The remaining part of the paper is organized as follows: ‘Theoretical background’ provides the details on theoretical background relevant to understanding of the paper and relevant literature while ‘Proposed methodology’ presents the details of LSTM and incremental LSTM (LSTM–inc) framework for attitude estimation. ‘Results and discussion’ analyses the proposed LSTM–inc framework in comparison to the other techniques, and ‘Conclusion’ concludes the paper.

Theoretical Background

Attitude estimation is the process of estimating the orientation of an object in the three-dimensional space. Inertial sensors viz gyroscope, accelerometer, and magnetometer are widely used in attitude estimation systems. The measurements from these sensors are combined using the sensor fusion techniques for accurate estimation of the attitude angles.

Review of literature

Kalman filter (KF) and its nonlinear versions EKF and UKF are some of the widely popular sensor fusion frameworks used in engineering applications. These frameworks follow the two-step process consisting of prediction and correction (Kalman, 1960). Even though the KF and its different versions are very popular, they involve complex mathematical operations and are not suitable for resource constrained small systems. Also, the performance of these KF frameworks are highly dependent on the noise parameter values fed to the system model (Euston et al., 2008).

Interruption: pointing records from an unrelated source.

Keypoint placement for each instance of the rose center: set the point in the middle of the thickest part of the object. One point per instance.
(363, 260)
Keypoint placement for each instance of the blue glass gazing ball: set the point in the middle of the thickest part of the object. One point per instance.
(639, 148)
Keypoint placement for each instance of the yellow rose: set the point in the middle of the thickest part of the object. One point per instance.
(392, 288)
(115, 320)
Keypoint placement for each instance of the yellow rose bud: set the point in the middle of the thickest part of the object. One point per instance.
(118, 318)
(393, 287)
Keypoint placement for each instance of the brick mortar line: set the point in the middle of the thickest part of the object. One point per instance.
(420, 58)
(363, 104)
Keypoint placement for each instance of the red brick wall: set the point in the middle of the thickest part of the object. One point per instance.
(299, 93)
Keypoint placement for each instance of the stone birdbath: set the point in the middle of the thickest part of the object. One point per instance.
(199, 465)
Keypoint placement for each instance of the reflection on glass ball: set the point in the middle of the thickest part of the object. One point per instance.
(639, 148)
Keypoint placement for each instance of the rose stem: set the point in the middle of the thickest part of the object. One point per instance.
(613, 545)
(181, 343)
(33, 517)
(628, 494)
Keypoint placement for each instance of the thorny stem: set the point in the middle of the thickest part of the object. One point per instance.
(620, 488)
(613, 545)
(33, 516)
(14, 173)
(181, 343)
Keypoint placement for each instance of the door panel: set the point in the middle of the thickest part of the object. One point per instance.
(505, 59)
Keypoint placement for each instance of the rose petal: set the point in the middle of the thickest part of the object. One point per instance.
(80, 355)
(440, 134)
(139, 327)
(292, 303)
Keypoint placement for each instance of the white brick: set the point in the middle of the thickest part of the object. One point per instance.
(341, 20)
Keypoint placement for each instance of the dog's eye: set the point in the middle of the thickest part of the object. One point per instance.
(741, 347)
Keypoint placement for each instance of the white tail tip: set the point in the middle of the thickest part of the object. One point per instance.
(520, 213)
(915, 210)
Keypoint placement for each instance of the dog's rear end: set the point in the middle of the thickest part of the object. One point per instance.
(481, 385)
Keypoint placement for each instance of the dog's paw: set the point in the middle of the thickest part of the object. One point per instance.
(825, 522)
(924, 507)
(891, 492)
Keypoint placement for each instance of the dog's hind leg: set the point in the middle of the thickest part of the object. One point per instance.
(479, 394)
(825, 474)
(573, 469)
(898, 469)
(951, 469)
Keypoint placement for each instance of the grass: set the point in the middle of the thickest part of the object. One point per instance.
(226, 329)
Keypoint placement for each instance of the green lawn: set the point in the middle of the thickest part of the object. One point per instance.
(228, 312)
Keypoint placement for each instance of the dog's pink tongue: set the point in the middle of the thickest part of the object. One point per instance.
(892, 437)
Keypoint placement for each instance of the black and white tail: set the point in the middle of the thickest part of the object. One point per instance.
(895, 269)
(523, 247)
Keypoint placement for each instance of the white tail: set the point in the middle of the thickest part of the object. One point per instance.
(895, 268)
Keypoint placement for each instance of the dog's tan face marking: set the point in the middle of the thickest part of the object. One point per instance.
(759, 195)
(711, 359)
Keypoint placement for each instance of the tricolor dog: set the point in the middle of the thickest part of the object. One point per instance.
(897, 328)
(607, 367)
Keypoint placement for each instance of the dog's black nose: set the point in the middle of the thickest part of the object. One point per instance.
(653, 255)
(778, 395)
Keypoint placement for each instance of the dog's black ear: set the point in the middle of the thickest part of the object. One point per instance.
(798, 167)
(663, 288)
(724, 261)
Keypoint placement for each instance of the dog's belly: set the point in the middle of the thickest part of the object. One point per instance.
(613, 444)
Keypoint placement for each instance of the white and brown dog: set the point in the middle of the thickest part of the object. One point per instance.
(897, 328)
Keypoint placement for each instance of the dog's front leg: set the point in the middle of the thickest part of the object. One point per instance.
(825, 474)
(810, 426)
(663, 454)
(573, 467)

In literature, KF is found to be a successful data fusion methodology in various application domains ranging from medical (Li, Mark & Clifford, 2007), agricultural (Huang et al., 2007), manufacturing (Jemielniak & Arrazola, 2008), positioning, and navigation (Li et al., 2011; Kumar et al., 2017), etc. KF was first reported in 1960 as a sophisticated replacement for the complex instrumentation system of attitude estimation (Kalman, 1960). Numerous versions of KF and EKF are available in the literature for the task of accurate attitude estimation. However, the KF requires the appropriate modeling of the noise parameters for its efficient operation. These parameters need to be tuned appropriately for reliable estimation. Considering this, various adaptive filter-tuning methodologies are present in the literature. Fuzzy logic-based tuning of the EKF is one of the most popular methodologies (Shi, Han & Liang, 2009; Sasiadek & Wang, 2003; Jwo et al., 2013; Yazdkhasti & Sasiadek, 2018). Multiple model adaptive estimation technique was employed with the EKF for attitude estimation application by Kottath et al. (2016). An Evolutionary optimization-based EKF tuning framework is presented by Poddar et al. (2016).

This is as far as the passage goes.